A veces, el mundo parece escrito por un poeta borracho o por un dios distraído. Hace unas semanas, la Fifa, esa institución que gusta envolverse en discursos de pureza, neutralidad y fraternidad universal, decidió otorgarle un premio de la paz a Donald Trump. La noticia llegó como una ráfaga caliente del Caribe - absurda, grotesca, tan sorprendente como ver a un volcán recibir una medalla por buen comportamiento. Y, sin embargo, aquí estamos, intentando entender lo inentendible. Intentando descifrar por qué un organismo global que dice defender los derechos humanos elige celebrar a un hombre que gobierna con amenazas, sanciones y un apetito voraz por la división.
Nadie ha saboreado mejor estos espectáculos que los hondureños en las últimas dos semanas. Sabemos que, detrás de las máscaras del poder, casi siempre hay una trama de intereses donde la verdad es opcional y la dignidad un precio negociable. Lo que ocurrió hoy con Fifa es un recordatorio de algo que el mundo del deporte insiste en negar. El deporte es político, siempre lo ha sido, y siempre lo será.
La Fifa puede repetir mil veces que es neutral, que el fútbol une, que la humanidad se encuentra en un campo de juego. Pero cuando su presidente, Gianni Infantino, entrega un premio de “paz” a una figura cuyo legado está marcado por conflictos, expulsiones, persecución interna y tensiones geopolíticas, la ilusión se rompe como una pelota vieja contra un muro. Un discurso que compra legitimidad, no justicia. He estudiado cómo las instituciones internacionales utilizan el lenguaje de los derechos humanos como barniz para proteger su imagen. La Fifa es la mamá de Tarzán en esa técnica. Habla de libertad, inclusión, seguridad de periodistas, defensa de refugiados, protección de trabajadores, pero sus decisiones reales se guían por otra brújula: la conveniencia política.

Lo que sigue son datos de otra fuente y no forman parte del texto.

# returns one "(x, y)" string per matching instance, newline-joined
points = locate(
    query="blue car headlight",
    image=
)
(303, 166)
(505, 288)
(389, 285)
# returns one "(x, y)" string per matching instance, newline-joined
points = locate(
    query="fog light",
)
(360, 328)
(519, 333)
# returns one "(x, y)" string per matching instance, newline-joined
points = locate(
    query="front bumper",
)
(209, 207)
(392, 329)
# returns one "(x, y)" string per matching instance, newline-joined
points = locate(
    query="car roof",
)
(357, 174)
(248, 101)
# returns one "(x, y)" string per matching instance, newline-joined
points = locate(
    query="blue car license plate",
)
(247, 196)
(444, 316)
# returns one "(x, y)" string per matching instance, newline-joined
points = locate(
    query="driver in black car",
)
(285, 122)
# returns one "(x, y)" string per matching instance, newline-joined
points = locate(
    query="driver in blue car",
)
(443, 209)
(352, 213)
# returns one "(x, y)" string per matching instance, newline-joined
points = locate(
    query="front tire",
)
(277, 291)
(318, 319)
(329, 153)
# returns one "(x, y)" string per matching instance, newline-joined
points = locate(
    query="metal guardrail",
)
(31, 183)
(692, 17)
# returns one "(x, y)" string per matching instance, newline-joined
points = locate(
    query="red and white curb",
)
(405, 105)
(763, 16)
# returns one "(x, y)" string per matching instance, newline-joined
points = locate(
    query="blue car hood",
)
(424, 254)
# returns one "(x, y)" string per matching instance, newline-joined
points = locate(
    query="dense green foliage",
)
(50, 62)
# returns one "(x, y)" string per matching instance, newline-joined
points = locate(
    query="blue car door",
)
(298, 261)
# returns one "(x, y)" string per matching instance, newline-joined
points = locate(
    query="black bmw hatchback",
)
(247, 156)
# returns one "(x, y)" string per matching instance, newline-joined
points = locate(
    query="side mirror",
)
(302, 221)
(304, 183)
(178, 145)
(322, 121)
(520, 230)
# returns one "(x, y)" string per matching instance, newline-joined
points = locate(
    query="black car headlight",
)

El premio otorgado es un ejemplo perfecto de cómo el discurso se convierte en herramienta, no en compromiso. La palabra “paz” pierde significado cuando se coloca como etiqueta vacía sobre una figura profundamente polarizadora. Y así, lo que debería ser un reconocimiento moral se transforma en un gesto estratégico, casi cínico, que busca alianzas, favores, votos, mundiales futuros.
Infantino no está celebrando la paz. Está celebrando el poder.
La farsa de las reformas
Claro, la Fifa tiene una Política de Derechos Humanos. En papel, es impecable. Reconoce obligaciones, identifica riesgos y promete transparencia. Pero en la práctica, su impacto está limitado por la misma estructura que se jacta de defender principios que luego ignora a conveniencia.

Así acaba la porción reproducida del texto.